Give a specific example:

   

 class People { 
  public String toString() { 
   return "I am a people!"; 
  } 
  
  public void eat() { 
  }; 
  
  public void speak() { 
  }; 
 } 
  
 class Boy extends People { 
  public String toString() { 
   return "I am a boy!"; 
  } 
  
  public void fight() { 
  }; 
  
  public void speak() { 
  }; 
 } 
  
 class Girl extends People { 
  public String toString() { 
   return "I am a girl!"; 
  } 
  
  public void sing() { 
  }; 
  
  public void speak() { 
  }; 
 } 
  
 public class TestToString { 
  public static void main(String args[]) { 
   People p = new Girl(); 
   System.out.println(p.toString()); 
  } 
 } 

The running result is:

I am a girl!

P is a reference to People, but the Girl toString method is still called at runtime because it is a Girl object

In-depth understanding of Java polymorphism
Statement, learning examples from other students here, the original link: http://blog.csdn.net/thinkghoster/article/details/2307001

The test subject

 class A { 
  public String show(D obj) { 
   return "A and D"; 
  } 
   
  public String show(A obj) { 
   return "A and A"; 
  } 
 } 
  
 class B extends A { 
  public String show(B obj) { 
   return "B and B"; 
  } 
   
  public String show(A obj) { 
   return "B and A"; 
  } 
 } 
  
 class C extends B { 
   
 } 
  
 class D extends B { 
   
 } 
  
 public class Main { 
  public static void main(String args[]) { 
   A a1 = new A(); 
   A a2 = new B(); 
   B b = new B(); 
   C c = new C(); 
   D d = new D(); 
    
   System.out.println(a1.show(b)); // 1 
   System.out.println(a1.show(c)); // 2 
   System.out.println(a1.show(d)); // 3 
   System.out.println(a2.show(b)); // 4 
   System.out.println(a2.show(c)); // 5 
   System.out.println(a2.show(d)); // 6 
   System.out.println(b.show(b)); // 7 
   System.out.println(b.show(c)); // 8 
   System.out.println(b.show(d)); // 9 
  } 
 } 

The answer

 A and A 
 A and A 
 A and D 
 B and A 
 B and A 
 A and D 
 B and B 
 B and B 
 A and D 

parsing
I started this problem and got all 4, 5, 6, and 9 wrong because I didn't have a good understanding of Java polymorphism, which is explained here

First, it is important to understand overrides and overrides, which include not only the same function names, but also parameter types and return value types

When a superclass object references a variable to a subclass object, the type of the referenced object rather than the type of the referenced variable determines whose member method is invoked, but the method must be defined in the superclass, that is, the method that is subclassed.

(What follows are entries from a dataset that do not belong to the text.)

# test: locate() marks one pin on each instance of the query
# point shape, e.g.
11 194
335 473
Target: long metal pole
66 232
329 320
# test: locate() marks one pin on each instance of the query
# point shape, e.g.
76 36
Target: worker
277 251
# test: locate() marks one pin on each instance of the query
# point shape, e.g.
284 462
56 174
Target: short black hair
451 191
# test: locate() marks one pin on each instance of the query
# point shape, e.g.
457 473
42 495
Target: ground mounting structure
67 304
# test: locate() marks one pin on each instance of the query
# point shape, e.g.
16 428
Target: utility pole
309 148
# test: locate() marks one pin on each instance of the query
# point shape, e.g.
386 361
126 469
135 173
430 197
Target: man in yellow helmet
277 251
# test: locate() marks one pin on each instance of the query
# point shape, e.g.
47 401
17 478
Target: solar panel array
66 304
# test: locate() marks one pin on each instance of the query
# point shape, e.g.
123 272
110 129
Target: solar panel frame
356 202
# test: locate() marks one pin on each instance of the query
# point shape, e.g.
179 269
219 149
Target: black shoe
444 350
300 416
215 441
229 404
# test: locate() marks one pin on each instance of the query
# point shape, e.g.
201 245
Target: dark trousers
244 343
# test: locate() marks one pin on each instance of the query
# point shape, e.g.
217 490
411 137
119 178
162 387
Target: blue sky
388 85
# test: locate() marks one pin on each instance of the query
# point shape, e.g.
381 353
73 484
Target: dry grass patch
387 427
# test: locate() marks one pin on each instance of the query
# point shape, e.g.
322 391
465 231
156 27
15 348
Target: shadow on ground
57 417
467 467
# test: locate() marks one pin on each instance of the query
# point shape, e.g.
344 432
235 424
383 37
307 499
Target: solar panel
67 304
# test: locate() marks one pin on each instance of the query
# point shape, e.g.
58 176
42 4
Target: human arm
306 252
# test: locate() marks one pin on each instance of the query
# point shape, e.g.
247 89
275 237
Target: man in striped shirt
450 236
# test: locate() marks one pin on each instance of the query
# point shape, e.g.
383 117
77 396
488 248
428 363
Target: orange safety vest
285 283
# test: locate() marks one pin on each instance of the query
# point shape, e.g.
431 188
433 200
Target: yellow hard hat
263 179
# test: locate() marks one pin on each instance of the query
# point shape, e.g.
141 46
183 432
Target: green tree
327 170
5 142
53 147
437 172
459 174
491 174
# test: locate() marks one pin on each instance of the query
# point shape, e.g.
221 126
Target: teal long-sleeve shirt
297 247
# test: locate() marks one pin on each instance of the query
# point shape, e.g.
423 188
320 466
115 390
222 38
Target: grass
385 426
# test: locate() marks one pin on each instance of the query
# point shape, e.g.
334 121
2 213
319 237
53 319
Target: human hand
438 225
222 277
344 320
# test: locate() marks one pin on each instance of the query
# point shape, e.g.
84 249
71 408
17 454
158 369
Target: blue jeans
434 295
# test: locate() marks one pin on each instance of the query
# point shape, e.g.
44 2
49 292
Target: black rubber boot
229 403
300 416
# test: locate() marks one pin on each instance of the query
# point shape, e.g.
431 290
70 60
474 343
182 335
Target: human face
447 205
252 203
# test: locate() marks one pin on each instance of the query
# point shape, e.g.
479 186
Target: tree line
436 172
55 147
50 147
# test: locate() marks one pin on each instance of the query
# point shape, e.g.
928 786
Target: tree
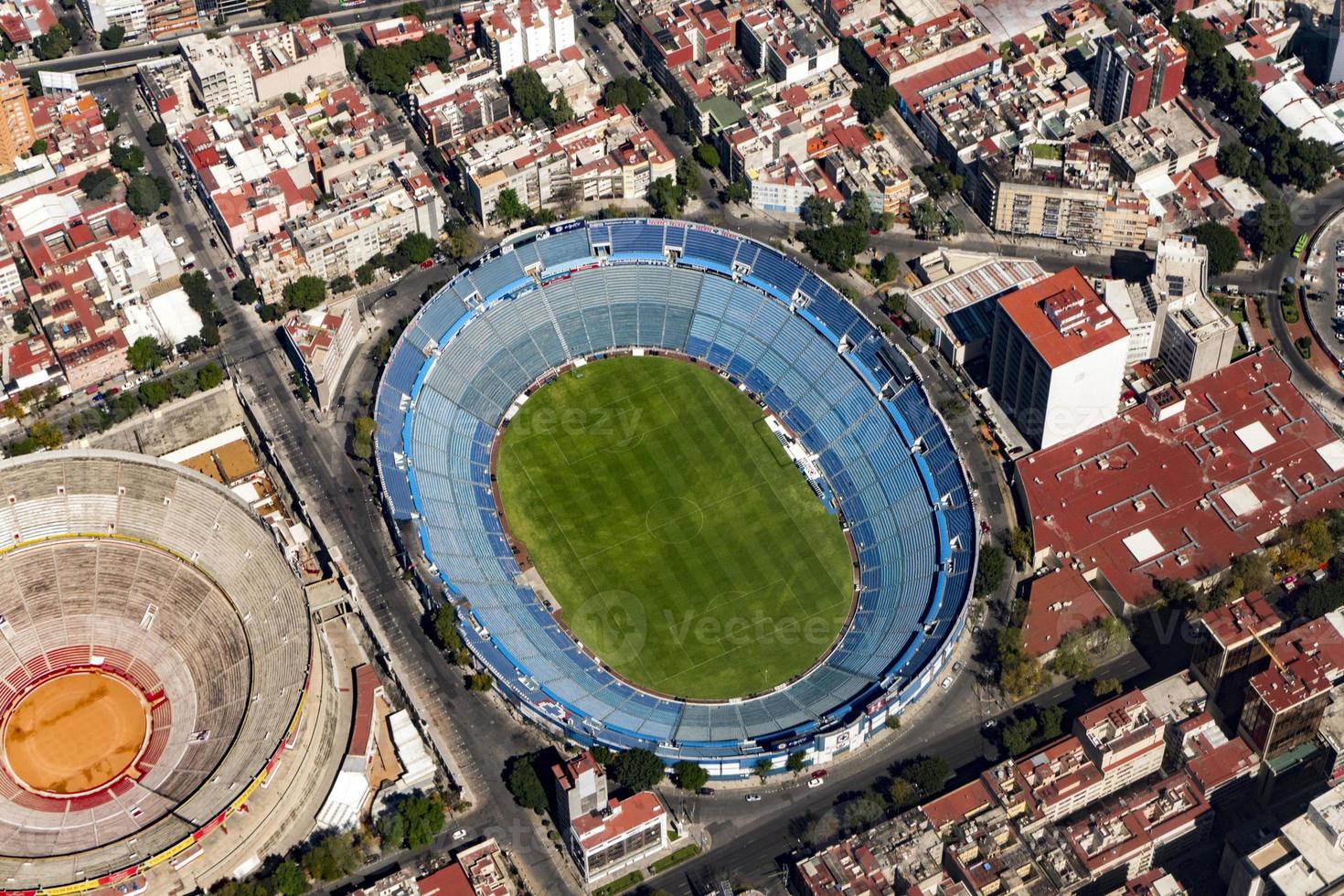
864 812
1234 160
738 191
666 197
1223 248
143 195
1273 229
902 795
601 12
1018 736
689 775
525 784
288 11
677 123
928 774
53 45
637 770
332 858
246 292
858 211
363 440
687 176
529 97
289 879
112 37
183 384
625 91
816 211
129 159
989 572
208 377
417 248
1104 687
1019 546
154 394
145 354
305 293
97 183
508 208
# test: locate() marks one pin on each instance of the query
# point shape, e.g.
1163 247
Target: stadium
154 657
545 318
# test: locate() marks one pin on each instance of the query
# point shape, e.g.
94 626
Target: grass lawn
683 546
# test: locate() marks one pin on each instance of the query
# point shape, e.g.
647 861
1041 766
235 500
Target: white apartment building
220 77
522 31
128 14
1057 359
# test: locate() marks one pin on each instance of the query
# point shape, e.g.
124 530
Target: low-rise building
320 343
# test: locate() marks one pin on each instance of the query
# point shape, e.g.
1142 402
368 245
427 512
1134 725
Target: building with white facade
517 32
128 14
1057 359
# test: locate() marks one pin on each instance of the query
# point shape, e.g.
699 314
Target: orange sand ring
76 733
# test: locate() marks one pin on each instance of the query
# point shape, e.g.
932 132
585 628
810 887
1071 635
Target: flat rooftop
1141 498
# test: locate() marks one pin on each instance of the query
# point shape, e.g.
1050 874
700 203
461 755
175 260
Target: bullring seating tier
145 570
763 321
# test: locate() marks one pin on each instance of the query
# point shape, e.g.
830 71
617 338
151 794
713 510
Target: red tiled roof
1061 602
1063 317
1164 484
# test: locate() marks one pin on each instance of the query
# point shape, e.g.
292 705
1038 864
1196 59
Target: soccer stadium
603 429
154 657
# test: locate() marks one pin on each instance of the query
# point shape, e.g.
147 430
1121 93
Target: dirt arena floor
76 732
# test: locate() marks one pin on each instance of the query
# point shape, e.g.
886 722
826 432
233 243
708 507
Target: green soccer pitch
683 546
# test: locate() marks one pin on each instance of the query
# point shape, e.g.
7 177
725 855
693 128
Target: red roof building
1176 492
1060 602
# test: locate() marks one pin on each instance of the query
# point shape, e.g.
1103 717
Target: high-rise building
1137 71
16 134
1057 357
1286 701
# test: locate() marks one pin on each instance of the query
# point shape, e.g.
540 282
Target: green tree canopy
689 775
145 354
112 37
305 293
1223 249
637 770
525 784
97 183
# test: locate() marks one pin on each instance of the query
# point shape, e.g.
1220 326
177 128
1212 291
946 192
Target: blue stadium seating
909 513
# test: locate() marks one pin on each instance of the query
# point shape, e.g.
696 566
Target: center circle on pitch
76 733
675 520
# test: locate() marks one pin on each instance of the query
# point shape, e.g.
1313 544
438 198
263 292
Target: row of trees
1281 155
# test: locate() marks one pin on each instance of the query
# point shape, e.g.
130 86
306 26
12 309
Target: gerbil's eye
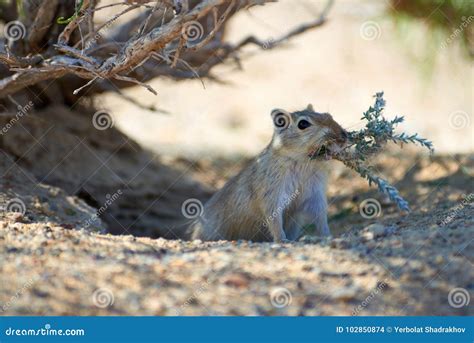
303 124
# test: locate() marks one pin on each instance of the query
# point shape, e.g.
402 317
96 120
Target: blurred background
418 52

Then, let's analyze these problems again

Question: do you think B overrides parent A's show method? If I rewrite it, how many did I rewrite?

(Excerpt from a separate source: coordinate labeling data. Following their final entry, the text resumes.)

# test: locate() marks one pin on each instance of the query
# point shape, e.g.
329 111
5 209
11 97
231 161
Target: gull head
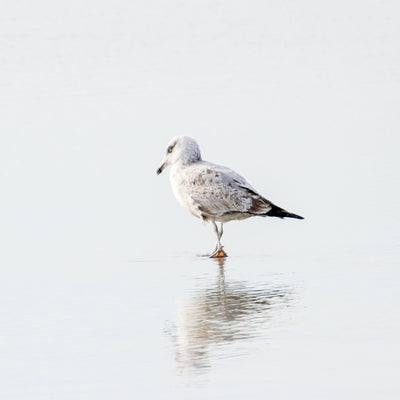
181 149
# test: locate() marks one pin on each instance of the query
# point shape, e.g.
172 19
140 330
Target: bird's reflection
219 314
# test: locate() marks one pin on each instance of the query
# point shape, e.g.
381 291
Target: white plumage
213 192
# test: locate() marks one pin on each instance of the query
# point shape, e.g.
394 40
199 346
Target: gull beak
161 169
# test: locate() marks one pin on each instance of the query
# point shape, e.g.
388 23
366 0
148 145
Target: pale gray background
302 98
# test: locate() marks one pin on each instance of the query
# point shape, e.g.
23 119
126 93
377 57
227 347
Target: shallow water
188 327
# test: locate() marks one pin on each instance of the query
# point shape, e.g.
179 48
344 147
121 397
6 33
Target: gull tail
276 211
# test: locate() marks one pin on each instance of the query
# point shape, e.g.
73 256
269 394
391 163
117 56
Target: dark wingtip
281 213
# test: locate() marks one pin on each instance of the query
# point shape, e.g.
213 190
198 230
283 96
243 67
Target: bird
212 192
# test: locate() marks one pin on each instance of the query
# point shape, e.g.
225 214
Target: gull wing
218 191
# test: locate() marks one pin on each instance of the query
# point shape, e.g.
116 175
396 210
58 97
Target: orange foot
219 254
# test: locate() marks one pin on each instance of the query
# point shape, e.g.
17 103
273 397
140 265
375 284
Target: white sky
300 97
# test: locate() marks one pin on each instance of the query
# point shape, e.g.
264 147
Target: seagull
212 192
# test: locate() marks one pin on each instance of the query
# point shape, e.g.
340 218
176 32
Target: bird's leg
218 251
221 230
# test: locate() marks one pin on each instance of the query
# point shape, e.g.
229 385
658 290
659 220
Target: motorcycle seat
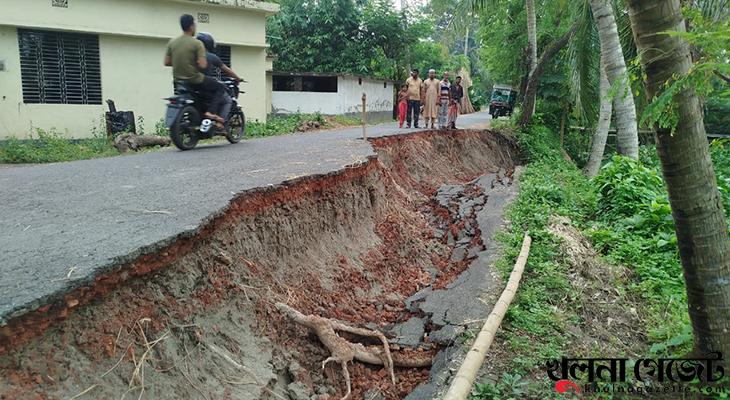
182 87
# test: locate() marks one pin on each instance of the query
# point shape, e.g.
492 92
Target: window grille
59 67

Answer: overwrite, overwrite one, public String show(A obj), why doesn't public String show(B obj) overwrite the superclass method, easy, because the argument types are different

Example analysis
After looking at the above analysis, let's also analyze two examples:

A, a2. The show (b) :

A2 is A reference variable of type A and b is an instance of b. First, I looked for show(B obj) in class A, and I didn't find it. Therefore, the method of show(A obj) was found in A. However, as an object of class B referenced by a2, B overwrote the method of show(A obj) of A, so it was finally locked to show(A obj) of class B, and the output was "B and A".

Second, a2. The show (c) :
A2 is A reference variable of type A and b is an instance of b. First, look for show(C obj) in class A. So we go to the super class of A, and A doesn't have A super class, so we go to A.this((super)C),(super)C is B, and by this point, this a2. Show (C) becomes a2. Show (B), and a2. Show (B) has been analyzed to be output "B and A", so this is output "B and A".